Il a donc poursuivi sa route et a même pu se rendre dans d'autres pays: « J’ai passé une année en Angleterre à faire Erasmus à Nottingham. Et après ma carrière, je suis allé en Allemagne pour un doctorat à Heidelberg à l'Institut Max Planck d'astronomie. C'était à propos des galaxies, très jolie. J'ai eu de la chance car j'avais déjà réalisé un projet d'été sur ce sujet aux îles Canaries qui m'intéressait beaucoup. Après avoir terminé mon doctorat, je suis allé à Munich avec une fellowship à l'Observatoire de l'ESO. Semblable à un post-doctorant mais avec plus de liberté, car on choisit le sujet de recherche. En outre, j'ai fait une partie de mon travail à Atacama, au Chili, avec des radiotélescopes. C’était impressionnant », dit-il.

Entre le cosmos

Quand il eut terminé, il fit une place officielle à l'Observatoire astronomique royal de Madrid. Maintenant, il y fait des recherches, mais il y travaille aussi sur d'autres projets. En fait, il a également un diplôme en philologie hispanique et vient de publier un livre qui combine l'astronomie et l'art avec l'historien de l'art Ines Pérez Teresa. Le cosmos dans l'art (entre le cosmos), les deux auteurs racontent comment le cosmos a été représenté dans l'art et comment l'art sert à l'interprétation du cosmos.

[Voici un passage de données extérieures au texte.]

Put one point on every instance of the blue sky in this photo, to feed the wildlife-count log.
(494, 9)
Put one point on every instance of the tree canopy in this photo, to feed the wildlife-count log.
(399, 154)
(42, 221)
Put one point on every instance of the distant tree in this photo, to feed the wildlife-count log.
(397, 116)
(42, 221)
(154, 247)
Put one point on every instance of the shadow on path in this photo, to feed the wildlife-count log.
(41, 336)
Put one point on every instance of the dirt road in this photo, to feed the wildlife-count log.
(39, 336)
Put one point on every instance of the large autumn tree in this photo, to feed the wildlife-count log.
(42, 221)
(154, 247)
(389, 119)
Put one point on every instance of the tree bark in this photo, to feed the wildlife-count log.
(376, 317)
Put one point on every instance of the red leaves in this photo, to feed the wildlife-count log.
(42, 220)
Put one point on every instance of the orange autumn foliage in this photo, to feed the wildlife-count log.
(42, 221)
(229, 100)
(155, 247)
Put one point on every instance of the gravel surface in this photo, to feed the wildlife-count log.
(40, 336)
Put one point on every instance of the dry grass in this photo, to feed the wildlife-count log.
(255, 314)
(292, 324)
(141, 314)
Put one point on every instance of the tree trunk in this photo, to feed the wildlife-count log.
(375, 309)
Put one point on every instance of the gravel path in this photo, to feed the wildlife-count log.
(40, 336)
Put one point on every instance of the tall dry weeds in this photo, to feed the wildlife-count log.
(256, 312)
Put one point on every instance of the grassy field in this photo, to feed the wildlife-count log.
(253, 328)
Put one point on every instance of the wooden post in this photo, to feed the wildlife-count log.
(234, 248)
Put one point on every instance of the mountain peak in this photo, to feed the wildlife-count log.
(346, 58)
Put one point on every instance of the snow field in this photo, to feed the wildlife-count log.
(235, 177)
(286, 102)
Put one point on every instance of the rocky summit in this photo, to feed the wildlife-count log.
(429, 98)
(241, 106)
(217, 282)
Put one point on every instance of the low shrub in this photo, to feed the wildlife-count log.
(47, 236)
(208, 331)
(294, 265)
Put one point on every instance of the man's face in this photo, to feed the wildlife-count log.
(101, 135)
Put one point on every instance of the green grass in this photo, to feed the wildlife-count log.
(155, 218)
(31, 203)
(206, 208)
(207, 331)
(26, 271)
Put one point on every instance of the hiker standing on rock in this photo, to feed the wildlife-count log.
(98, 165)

« L’art a souvent été un outil d’astrophysique », explique Querejeta. « Nous sommes habitués à voir les images que les télescopes nous donnent aujourd’hui, mais jusqu’au XIXe siècle, nous n’avions aucun moyen de les photographier, et le dessin était alors très important pour les astronomes. Galilée, par exemple, était un artiste ; il avait une formation de dessinateur qui l'aida, entre autres choses, à réfléchir sur le papier et à faire des mesures exactes. Il y a donc toujours eu un lien très étroit entre l’art et l’astronomie. »

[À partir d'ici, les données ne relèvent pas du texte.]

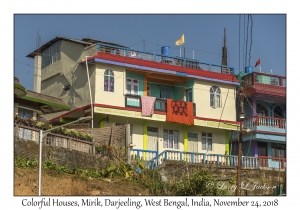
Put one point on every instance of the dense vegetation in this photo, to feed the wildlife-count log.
(199, 183)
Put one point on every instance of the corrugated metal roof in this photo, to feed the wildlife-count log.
(91, 40)
(47, 104)
(31, 55)
(152, 64)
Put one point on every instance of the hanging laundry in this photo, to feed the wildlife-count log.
(147, 105)
(180, 112)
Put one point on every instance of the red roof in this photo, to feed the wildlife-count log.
(152, 64)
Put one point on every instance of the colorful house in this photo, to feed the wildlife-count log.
(31, 105)
(265, 110)
(171, 103)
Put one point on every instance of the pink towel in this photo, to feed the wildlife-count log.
(147, 105)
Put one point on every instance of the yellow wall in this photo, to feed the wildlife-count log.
(202, 100)
(219, 138)
(218, 135)
(115, 98)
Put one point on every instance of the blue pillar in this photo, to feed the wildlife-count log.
(255, 148)
(269, 149)
(98, 46)
(269, 152)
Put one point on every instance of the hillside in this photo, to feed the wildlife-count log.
(54, 184)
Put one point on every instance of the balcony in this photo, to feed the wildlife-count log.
(265, 121)
(265, 84)
(177, 61)
(134, 101)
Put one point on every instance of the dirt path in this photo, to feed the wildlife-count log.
(53, 184)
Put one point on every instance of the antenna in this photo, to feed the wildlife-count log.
(38, 42)
(224, 50)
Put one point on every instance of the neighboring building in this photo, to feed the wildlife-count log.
(123, 83)
(265, 110)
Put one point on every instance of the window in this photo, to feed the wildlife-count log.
(148, 91)
(51, 54)
(132, 86)
(170, 139)
(193, 142)
(278, 150)
(109, 80)
(207, 141)
(131, 130)
(26, 114)
(261, 110)
(189, 95)
(215, 97)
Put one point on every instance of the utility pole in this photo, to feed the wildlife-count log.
(242, 116)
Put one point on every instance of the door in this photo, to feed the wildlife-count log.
(152, 138)
(132, 88)
(192, 142)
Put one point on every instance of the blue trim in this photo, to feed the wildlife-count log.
(98, 46)
(181, 73)
(160, 70)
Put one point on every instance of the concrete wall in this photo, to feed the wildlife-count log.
(115, 135)
(202, 99)
(60, 155)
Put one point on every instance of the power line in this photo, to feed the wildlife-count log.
(250, 39)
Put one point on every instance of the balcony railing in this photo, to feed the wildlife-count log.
(265, 121)
(134, 101)
(256, 79)
(272, 162)
(177, 61)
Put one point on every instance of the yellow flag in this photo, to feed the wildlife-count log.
(180, 41)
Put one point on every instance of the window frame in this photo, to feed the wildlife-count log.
(206, 137)
(215, 92)
(131, 130)
(187, 93)
(132, 83)
(167, 141)
(109, 74)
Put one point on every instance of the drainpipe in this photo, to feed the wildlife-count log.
(92, 110)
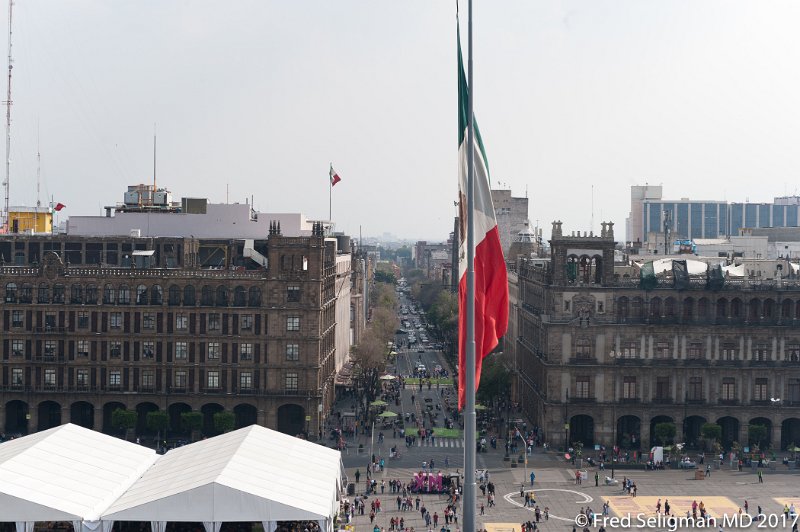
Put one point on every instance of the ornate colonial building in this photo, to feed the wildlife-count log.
(92, 324)
(603, 360)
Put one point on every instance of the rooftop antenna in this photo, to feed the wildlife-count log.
(8, 120)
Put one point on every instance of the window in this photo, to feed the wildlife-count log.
(246, 351)
(760, 353)
(695, 351)
(729, 352)
(583, 348)
(180, 379)
(17, 318)
(728, 389)
(82, 349)
(293, 294)
(793, 352)
(148, 379)
(213, 351)
(663, 388)
(181, 349)
(582, 387)
(50, 349)
(293, 352)
(629, 350)
(760, 390)
(148, 349)
(290, 382)
(695, 389)
(629, 388)
(115, 349)
(18, 348)
(663, 350)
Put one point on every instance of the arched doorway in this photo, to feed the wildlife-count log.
(175, 426)
(208, 410)
(142, 409)
(581, 429)
(49, 415)
(730, 430)
(246, 415)
(763, 443)
(82, 413)
(16, 417)
(691, 431)
(108, 410)
(790, 433)
(629, 429)
(291, 419)
(655, 421)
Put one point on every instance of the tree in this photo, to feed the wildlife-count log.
(157, 421)
(757, 434)
(664, 432)
(191, 421)
(224, 421)
(711, 432)
(123, 419)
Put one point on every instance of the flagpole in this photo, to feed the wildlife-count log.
(469, 500)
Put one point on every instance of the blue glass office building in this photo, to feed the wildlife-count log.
(714, 219)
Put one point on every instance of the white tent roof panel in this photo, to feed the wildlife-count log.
(251, 474)
(67, 472)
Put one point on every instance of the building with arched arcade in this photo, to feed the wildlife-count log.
(602, 359)
(255, 327)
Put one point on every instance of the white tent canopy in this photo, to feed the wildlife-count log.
(252, 474)
(67, 473)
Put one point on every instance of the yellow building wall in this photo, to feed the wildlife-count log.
(20, 222)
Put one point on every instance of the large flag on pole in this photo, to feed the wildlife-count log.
(491, 280)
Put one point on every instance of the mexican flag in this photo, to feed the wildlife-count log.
(491, 280)
(334, 176)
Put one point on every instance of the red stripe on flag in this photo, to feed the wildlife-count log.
(491, 307)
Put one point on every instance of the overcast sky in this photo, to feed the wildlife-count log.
(258, 97)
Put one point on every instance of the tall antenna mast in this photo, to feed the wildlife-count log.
(8, 120)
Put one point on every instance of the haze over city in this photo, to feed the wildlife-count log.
(256, 99)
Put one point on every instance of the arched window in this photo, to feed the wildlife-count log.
(124, 295)
(141, 295)
(222, 296)
(188, 296)
(76, 294)
(207, 296)
(156, 295)
(91, 294)
(11, 293)
(43, 294)
(174, 295)
(254, 297)
(239, 297)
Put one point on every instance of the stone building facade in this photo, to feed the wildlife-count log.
(602, 360)
(92, 324)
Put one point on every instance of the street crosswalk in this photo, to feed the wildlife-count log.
(440, 442)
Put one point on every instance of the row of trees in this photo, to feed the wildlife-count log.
(158, 421)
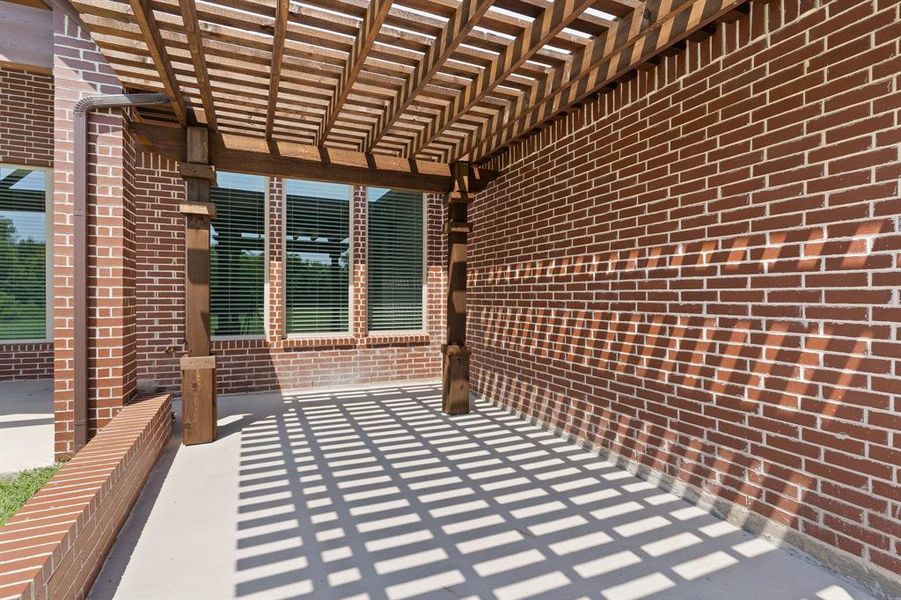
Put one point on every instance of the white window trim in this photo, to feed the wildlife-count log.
(48, 257)
(308, 335)
(425, 273)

En conclusion, il dit qu'il verra l'éclipse solaire du 12 août depuis le Hall, «bien sûr!», et il avoue qu'il est impatient, car ce sera la première fois qu'il verra l'éclipse solaire totale. Enfin, il prévoit qu'il sortira cette année un autre livre, destiné aux enfants. En effet, de même qu'il a toujours eu une passion pour la recherche dans le ciel, il a toujours aimé la divulgation dès son jeune âge, comme en témoignent les deux prix CAF-Elhuyar, les conférences qu'il offre et, aujourd'hui, les œuvres littéraires.

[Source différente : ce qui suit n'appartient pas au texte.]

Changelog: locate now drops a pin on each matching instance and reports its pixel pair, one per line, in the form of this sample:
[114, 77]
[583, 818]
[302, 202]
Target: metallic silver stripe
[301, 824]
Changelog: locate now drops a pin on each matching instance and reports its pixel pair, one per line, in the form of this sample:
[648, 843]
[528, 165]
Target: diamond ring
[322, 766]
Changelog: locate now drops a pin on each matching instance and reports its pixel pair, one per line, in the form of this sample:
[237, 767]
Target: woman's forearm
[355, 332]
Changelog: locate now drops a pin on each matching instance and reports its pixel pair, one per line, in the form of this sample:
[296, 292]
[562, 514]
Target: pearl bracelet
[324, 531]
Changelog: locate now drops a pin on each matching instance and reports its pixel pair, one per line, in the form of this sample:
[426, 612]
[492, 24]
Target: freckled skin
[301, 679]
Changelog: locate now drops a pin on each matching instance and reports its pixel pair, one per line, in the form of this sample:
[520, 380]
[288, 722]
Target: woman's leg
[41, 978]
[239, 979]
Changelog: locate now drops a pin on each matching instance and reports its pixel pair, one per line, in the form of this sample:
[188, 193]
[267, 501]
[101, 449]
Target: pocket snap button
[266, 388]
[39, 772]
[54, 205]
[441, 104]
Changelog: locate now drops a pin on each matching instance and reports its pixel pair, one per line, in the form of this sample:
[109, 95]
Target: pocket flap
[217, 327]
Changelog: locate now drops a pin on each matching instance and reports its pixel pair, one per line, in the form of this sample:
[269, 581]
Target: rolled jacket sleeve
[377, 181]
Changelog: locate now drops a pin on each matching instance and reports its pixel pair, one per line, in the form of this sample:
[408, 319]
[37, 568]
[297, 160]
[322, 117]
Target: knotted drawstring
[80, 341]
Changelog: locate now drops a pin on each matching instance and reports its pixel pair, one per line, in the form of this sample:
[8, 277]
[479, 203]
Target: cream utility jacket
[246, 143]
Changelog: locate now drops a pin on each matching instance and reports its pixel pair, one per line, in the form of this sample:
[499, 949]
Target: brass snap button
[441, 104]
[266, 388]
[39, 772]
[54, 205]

L'astrophysicien Miguel Querejeta Pérez est diplômé de l'Université Complutense de Madrid en physique et reçoit le Prix Extraordinaire. Il a fait sa thèse à l'Institut d'astronomie Max Planck en Allemagne et a été récompensé par la Société astronomique espagnole. Il a travaillé à l'Observatoire Européen Austral de l'ESO à Munich avec un prestigieux Fellowship de l'ESO, puis a commencé à travailler à l'Observatoire Royal Astronomique de Madrid. Aujourd'hui, il combine la recherche et la divulgation. Il est titulaire d'un diplôme en langue et littérature espagnoles et vient de publier son livre El cosmos en el arte.